C and C++ don't actually have an advantage here because this is only limited to signed integers unless you use compiler-specific intrinsics. Rust's standard library allows you to make overflow on any specific arithmetic operation UB on both signed and unsigned integers.


It's interesting, because it's a "cultural" thing like the author discusses, it's a very good point. Sure, you can do unsafe integer arithmetic in Rust. And you can do safe integer arithmetic with overflow in C/C++. But in both cases, do you? Probably you don't in either case.

"Culturally", C/C++ has opted for "unsafe-but-high-perf" everywhere, and Rust has "safe-but-slightly-lower-perf" everywhere, and you have to go out of your way to do it differently. Similarly with Zig and memory allocators: sure, you can do "dynamically dispatched stateful allocators that you pass to every function that allocates" in C, but do you? No, you probably don't, you probably just use malloc().

On the other hand: the author's point that the "culture of safety" and the borrow checker in Rust frees your hand to try some things in Rust which you might not in C/C++, and that leads to higher perf. I think that's very true in many cases.

Again, the answer is more or less "basically no, all these languages are as fast as each other", but the interesting nuance is in what is natural to do as an experienced programmer in them.


C++ isn't always "unsafe-but-high-perf". Move semantics are a good example. The spec goes to great lengths to ensure safety in a huge number of scenarios, at the cost of performance. Mostly shows up in two ways: one, unnecessary destructor calls on moved out objects, and two, allowing throwing exceptions in move constructors which prevents most optimizations that would be enabled by having move constructors in the first place (there was an article here recently on this topic).

Another one is std::shared_ptr. It always uses atomic operations for reference counting and there's no way to disable that behavior or any alternative to use when you don't need thread safety. On the other hand, Rust has both non-atomic Rc and atomic Arc.


> one, unnecessary destructor calls on moved out objects

That issue predates move semantics by ages. The language always had very simple object life times, if you create Foo foo; it will call foo.~Foo() for you, even if you called ~Foo() before. Anything with more complex lifetimes either uses new or placement new behind the scenes.

> Another one is std::shared_ptr.

From what I understand shared_ptr doesn't care that much about performance because anyone using it to manage individual allocations already decided to take performance behind the shed to be shot, so they focused more on making it flexible.


C++11 totally could have started skipping destructors for moved out values only. They chose not to, and part of the reason was safety.

I don't agree with you about shared_ptr (it's very common to use it for a small number of large/collective allocations), but even if what you say is true, it's still a part of C++ that focuses on safety and ignores performance.

Bottom line - C++ isn't always "unsafe-but-high-perf".


The rust standard library does make targeted use of unchecked arithmetic when the containing type can ensure that that overflow never happens and benchmarks have shown that it benefits performance. E.g. in various iterator implementations. Which means the unsafe code has to be written and encapsulated once, users can now use safe for loops and still get that performance benefit.

The main performance difference between Rust, C, and C++ is the level of effort required to achieve it. Differences in level of effort between these languages will vary with both the type of code and the context.
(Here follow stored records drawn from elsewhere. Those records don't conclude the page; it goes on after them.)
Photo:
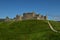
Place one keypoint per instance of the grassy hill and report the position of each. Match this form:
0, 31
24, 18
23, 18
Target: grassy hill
27, 30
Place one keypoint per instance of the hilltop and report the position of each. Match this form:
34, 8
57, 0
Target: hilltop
28, 30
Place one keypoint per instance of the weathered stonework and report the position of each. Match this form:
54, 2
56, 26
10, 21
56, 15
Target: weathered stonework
28, 16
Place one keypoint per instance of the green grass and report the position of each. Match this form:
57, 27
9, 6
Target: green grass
27, 30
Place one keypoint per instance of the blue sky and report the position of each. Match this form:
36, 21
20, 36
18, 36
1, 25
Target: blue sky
12, 7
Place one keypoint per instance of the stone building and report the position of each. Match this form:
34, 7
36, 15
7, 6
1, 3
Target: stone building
29, 16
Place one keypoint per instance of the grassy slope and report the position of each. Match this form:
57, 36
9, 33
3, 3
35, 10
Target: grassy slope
27, 30
56, 25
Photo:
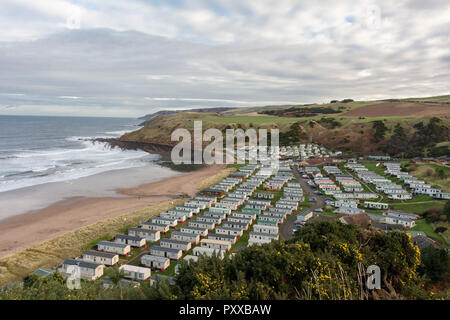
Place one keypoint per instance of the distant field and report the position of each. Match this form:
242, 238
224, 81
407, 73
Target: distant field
428, 173
396, 109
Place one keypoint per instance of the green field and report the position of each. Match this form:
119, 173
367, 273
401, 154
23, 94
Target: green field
422, 225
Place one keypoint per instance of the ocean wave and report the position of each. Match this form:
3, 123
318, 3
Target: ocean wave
31, 168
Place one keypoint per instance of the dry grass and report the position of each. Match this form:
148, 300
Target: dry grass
14, 267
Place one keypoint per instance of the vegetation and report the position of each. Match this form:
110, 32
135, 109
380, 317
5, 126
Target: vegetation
326, 260
301, 111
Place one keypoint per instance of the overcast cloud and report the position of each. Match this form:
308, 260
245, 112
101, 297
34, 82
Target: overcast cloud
129, 58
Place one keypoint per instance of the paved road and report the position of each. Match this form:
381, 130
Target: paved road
288, 225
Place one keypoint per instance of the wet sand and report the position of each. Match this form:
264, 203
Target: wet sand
20, 231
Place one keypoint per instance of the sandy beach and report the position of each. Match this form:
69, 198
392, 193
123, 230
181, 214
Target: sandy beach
21, 231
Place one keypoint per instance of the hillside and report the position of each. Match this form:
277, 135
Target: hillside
408, 127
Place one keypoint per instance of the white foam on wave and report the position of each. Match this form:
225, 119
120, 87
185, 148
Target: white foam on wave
67, 164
It is an argument about economics. I can write C that is as fast as C++. This requires many times more code that takes longer to write and longer to debug. While the results may be the same, I get far better performance from C++ per unit cost. Budgets of time and money ultimately determine the relative performance of software that actually ships, not the choice of language per se.

I've done parallel C++ and Rust implementations of code. At least for the kind of performance-engineered software I write, the "unit cost of performance" in Rust is much better than C but still worse than C++. These relative costs depend on the kind of software you write.


I like this post. It is well-balanced. Unfortunatley, we don't see enough of this in discussions of Rust vs $lang. Can you share a specific example of where the "unit cost of performance" in Rust is worse than C++?

> I can write C that is as fast as C++.

Only if ignoring the C++ compile time execution capabilites.


C++ compile time execution is just a gimmicky code generator, you can do it in any language.

Yeah, I could also be writting in a macro assembler for some Lisp inspired ideas and optimal performace.

Any code that can be generated at compile-time can be written the old fashioned way.

Including using a macro assembler with a bunch MASM/TASM like clever macros.

> I can write C that is as fast as C++

I generally agree with your take, but I don't think C is in the same league as Rust or C++. C has absolutely terrible expressivity, you can't even have proper generic data structures. And something like small string optimization that is in standard C++ is basically impossible in C - it's not an effort question, it's a question of "are you even writing code, or assembly".


Yes, it is the difference between "in theory" and "in practice". In practice, almost no one would write the C required to keep up with the expressiveness of modern C++. The difference in effort is too large to be worth even considering. It is why I stopped using C for most things.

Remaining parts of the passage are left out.